If BTC is treated as property (as the IRS says), then no. You'll only owe capital gains tax on it at the point where you sell or exchange it. Your capital gain will be the amount you sold it for minus the amount you bought it for, minus any expenses incurred buying/selling it. (If you sell it for less than you bought it for, you'll have a capital loss.) It's essentially treated like shares of stock.
That's actually not what is being talked about in the article at all. I think anybody would understand that if you make money by selling off your crypto, you would owe taxes on it, that's not what the article is pointing out. The article is pointing out that you may owe taxes on the value of crypto your received at a certain time, or traded for another crypto at a certain valuation, even if you never sold the asset for fiat money at that valuation. Meaning you could owe hundreds of thousands in taxes on an asset that never made you any money at all. That really is worth pointing out to people.
It's not by any argument just saying "pay your taxes".
The article outlines an interesting situation specific to bubble valuations like the dot com boom or (possibly) crypto currency in which you can easily end up owing far more in taxes to the IRS than the current worth of your holdings.
That, to me, is worthy of discussion and a front page place on a tech news site.
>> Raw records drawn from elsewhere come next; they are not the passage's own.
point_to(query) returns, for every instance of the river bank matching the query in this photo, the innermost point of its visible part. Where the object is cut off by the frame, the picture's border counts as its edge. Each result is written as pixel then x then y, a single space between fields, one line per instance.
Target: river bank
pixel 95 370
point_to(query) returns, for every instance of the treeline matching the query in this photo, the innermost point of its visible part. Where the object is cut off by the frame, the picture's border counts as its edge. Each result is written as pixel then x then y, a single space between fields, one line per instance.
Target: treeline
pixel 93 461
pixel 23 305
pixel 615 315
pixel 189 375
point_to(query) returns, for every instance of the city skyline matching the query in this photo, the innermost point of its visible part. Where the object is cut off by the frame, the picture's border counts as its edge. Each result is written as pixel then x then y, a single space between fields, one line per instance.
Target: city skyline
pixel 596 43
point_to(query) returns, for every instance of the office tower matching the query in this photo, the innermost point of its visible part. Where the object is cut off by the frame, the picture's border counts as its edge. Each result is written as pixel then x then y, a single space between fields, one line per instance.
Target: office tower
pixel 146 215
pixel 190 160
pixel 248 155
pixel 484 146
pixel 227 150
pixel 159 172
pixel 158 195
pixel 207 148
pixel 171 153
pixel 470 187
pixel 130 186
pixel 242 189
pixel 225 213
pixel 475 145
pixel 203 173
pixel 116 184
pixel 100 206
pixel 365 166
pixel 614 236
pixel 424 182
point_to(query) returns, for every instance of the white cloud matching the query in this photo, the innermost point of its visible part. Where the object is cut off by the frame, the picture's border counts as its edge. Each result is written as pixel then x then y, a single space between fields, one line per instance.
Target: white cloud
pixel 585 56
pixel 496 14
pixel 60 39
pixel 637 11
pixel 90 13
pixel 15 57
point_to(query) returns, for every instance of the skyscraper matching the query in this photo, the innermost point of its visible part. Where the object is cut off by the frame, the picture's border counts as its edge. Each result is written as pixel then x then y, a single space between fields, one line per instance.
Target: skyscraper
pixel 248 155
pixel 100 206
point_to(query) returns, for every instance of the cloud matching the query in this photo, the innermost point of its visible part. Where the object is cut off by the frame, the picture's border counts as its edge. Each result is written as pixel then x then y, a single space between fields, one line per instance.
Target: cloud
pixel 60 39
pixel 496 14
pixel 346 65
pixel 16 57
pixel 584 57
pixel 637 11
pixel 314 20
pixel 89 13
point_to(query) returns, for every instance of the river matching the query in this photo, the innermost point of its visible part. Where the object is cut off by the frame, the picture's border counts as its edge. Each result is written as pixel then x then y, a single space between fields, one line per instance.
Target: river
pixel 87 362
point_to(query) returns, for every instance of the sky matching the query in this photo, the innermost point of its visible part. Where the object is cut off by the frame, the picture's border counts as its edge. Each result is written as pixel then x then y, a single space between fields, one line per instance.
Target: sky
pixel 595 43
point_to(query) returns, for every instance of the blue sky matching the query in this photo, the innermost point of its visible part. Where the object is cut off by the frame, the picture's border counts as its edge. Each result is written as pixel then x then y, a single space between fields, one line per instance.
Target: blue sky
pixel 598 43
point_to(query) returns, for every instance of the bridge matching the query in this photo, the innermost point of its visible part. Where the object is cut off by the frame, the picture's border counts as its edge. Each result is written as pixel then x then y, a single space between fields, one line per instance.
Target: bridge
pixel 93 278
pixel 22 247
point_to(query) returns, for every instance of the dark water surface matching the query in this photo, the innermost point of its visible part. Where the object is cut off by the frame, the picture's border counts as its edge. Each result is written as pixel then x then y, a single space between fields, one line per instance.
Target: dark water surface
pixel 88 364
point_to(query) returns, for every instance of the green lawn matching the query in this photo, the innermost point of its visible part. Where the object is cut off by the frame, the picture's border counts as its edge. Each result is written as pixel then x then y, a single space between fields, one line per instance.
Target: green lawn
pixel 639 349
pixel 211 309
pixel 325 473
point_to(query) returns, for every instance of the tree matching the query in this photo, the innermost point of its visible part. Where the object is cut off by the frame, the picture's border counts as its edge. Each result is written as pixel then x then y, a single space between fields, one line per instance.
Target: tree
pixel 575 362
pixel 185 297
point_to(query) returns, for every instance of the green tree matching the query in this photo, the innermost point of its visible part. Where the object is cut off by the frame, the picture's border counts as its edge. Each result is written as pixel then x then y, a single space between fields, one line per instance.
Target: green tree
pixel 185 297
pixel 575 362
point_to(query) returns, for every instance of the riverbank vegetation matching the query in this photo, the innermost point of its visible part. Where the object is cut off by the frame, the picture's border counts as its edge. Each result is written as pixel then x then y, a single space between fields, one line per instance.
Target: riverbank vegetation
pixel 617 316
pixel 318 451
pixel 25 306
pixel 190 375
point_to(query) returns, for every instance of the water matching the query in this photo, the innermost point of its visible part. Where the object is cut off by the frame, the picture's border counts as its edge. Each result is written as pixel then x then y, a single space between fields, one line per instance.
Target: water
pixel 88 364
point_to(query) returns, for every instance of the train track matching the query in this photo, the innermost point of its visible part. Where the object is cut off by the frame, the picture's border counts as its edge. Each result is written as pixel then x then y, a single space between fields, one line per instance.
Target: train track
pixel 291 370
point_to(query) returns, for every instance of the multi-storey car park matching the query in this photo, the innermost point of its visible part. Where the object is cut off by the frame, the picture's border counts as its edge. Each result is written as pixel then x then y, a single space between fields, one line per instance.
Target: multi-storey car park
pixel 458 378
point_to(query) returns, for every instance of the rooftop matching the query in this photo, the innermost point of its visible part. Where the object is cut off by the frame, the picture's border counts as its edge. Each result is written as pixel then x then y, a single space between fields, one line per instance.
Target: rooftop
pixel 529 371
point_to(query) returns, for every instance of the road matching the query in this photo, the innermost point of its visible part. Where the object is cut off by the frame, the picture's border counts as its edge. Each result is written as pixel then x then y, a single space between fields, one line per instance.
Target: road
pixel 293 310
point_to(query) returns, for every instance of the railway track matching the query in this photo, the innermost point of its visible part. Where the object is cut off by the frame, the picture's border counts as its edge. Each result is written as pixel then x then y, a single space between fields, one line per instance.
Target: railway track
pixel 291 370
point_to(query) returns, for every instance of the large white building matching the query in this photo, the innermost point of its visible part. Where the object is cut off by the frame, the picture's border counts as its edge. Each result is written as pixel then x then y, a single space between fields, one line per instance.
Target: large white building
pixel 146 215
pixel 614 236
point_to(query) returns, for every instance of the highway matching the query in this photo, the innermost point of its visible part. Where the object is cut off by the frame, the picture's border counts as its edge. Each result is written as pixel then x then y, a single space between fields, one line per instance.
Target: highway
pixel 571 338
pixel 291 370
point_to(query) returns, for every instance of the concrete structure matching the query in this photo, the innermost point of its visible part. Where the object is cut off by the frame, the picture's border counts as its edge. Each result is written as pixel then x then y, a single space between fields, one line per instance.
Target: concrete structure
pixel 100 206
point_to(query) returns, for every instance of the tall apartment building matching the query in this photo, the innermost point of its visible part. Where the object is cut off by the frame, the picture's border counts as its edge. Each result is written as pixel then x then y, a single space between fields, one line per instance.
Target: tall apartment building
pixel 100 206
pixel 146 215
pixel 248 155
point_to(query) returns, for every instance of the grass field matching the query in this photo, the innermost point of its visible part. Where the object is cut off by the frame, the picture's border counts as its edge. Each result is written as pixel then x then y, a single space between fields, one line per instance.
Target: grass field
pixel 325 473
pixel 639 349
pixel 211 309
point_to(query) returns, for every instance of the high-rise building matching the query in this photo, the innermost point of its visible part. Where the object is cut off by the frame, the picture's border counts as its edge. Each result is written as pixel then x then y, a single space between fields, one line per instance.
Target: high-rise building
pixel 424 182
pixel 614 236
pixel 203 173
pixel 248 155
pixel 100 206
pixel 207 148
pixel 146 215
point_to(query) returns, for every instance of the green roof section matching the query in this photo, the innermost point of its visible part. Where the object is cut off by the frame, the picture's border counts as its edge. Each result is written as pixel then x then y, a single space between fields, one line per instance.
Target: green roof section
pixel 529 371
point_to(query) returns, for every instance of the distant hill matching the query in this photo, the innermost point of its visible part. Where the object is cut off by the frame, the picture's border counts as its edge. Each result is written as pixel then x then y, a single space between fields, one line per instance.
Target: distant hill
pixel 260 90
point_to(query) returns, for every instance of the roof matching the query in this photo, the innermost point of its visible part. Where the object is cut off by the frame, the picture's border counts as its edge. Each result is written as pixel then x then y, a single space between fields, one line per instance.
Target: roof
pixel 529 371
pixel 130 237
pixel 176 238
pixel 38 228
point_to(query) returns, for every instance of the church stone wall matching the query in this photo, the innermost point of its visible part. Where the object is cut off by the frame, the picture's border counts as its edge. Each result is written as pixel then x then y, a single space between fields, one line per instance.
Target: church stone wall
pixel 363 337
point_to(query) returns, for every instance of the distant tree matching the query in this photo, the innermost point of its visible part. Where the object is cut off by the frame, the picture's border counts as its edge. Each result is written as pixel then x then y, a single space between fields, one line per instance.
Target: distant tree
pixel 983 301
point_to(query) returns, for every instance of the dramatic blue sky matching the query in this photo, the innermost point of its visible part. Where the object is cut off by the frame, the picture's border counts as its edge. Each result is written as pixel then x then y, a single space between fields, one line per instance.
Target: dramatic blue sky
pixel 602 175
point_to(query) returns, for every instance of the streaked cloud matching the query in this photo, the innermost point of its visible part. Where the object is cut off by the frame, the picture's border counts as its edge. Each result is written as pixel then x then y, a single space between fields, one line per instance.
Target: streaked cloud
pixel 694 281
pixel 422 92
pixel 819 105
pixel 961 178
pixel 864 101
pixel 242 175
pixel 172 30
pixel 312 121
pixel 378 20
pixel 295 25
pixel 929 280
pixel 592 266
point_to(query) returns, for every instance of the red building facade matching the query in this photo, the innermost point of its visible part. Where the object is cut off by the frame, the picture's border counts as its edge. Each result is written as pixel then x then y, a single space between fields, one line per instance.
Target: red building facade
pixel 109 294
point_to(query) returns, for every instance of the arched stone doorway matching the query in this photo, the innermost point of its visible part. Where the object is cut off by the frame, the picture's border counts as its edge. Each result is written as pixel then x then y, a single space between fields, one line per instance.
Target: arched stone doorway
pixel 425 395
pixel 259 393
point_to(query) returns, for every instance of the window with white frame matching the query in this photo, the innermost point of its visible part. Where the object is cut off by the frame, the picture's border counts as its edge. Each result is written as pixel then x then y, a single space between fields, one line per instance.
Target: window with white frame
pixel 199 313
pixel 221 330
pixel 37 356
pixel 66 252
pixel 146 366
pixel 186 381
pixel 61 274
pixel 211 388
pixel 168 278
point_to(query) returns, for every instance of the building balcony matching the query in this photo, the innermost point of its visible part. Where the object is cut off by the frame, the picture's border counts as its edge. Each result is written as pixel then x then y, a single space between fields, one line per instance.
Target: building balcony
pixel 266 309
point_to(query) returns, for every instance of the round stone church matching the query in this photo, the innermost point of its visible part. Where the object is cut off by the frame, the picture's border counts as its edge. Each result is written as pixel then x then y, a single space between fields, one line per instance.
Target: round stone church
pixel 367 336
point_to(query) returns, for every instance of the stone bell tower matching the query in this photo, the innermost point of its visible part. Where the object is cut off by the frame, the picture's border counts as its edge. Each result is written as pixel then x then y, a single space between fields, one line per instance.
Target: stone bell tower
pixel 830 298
to emodendroket's point, I recall reading an article that in the previous year (2016) that the IRS stated that very few people were claiming bitcoins in their taxes. I'm not versed on cryptocurrencies so I don't know how plausible it is that they know this, but it seems like something they're looking at now.
Basically, only 802 people told the IRS about their 2016 profits in CoinBase, one of the more popular exchanges. It's safe to assume that number was a tiny fraction of the actual US users.
I imagine it is like anything else: they don't know, but if they do an audit or another agency is investigating you for something else and they notice, then they start investigating it.
I do think it is fair to say that there are more than 802, apparently, people in the United States in 2016 that mined/bought/sold bitcoin so they definitely see there is a problem.